For the past two visits prior to this one, leaving my Dad behind after visiting him was heart wrenching.
He has had his brain tumour since December 2008, but in the last six months, it has come back with a vengeance. Ironically, it happened after he had the all clear and the doctors had told him how he could finally have a break from years of treatment. His tumour affects his speech, balance and cognitive functions. Since this summer, it has progressed very rapidly. First, committing him to a wheelchair, them affecting his speech.

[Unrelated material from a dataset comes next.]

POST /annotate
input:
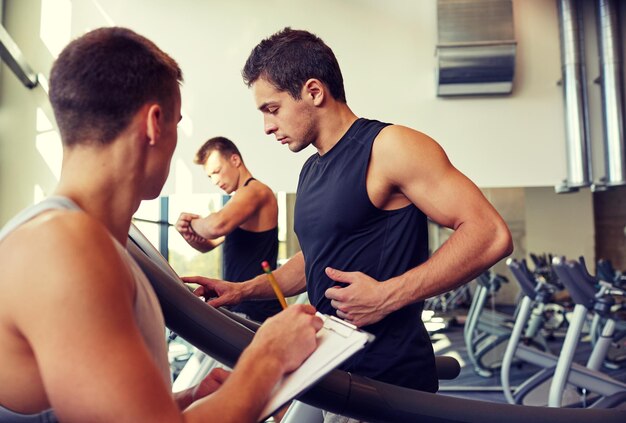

When I went to see him in November, I believed that the next time I would see him, he would not be able to speak anymore. I didn’t even know when I could see him again, as I am not in a position at the moment where I can buy tickets to go over. I rely on the generosity of my parents to come and visit them. Christmas came and went and I had this gut feeling that I had to go and see him as soon as possible. So I used my credit card and bought a ticket. For the first time In my life, I didn’t even ask my mother if I could come and if the dates suited her. I just had to go. And it had to be the day after my parents saw the consultant to find out what next.
And so my mother broke the news that I already knew intuitively, that his days were counted, in weeks, not months. I was so glad I was there to support her through this very painful blow. My father has been sheltered from this truth, although I believe on some level he knows. He is a doctor, he had been told that all medication is being discontinued. No more chemos. No more blood pressure medicine. And gradually they will stop all his meds. No more little pills to swallow. No more visits to the hospital. He feels relief.
And so at the end of that visit, I just broke down. I had no idea when I would be able to come back. I thought I was saying adieu. And It nearly broke my heart. So this time around, and although I was blessed with some memories that I will cherish until the day I die, I decided to lie to myself. I couldn’t bear to cry my heart out again. I couldn’t face to feel the pain, so I pretended that I would see him again, very soon. And I pretended in my mind that he would still be able to walk and talk to me. That I would take him for a walk by the lake. That we would wine and dine and laugh until the evening. I had to. I dived into the bliss of denial. And to be frank, I can now see there is nothing wrong with it.
I am actually surprised at how easily I tricked my mind.
I would recommend denial to anyone. Don’t use denial to slip into laziness or mindlessness. Use denial actively to enable to live each hour as it comes with as much joy as you can. Be aware of what is really going on, but don’t put it at the forefront of your mind because it might just ruin the precious moments you have with your loved one. I don’t know how I managed to do this: be aware and not aware at the same time. But it worked.
At the bottom of my heart, I know that the next time I visit, I shall be preparing the energies to help him cross over to go back to the creator. This is what I know. It’s not making me sad, though, because I have had two chances more than I thought I would. I am grateful beyond measure. These moments are mine to keep. They will never go away.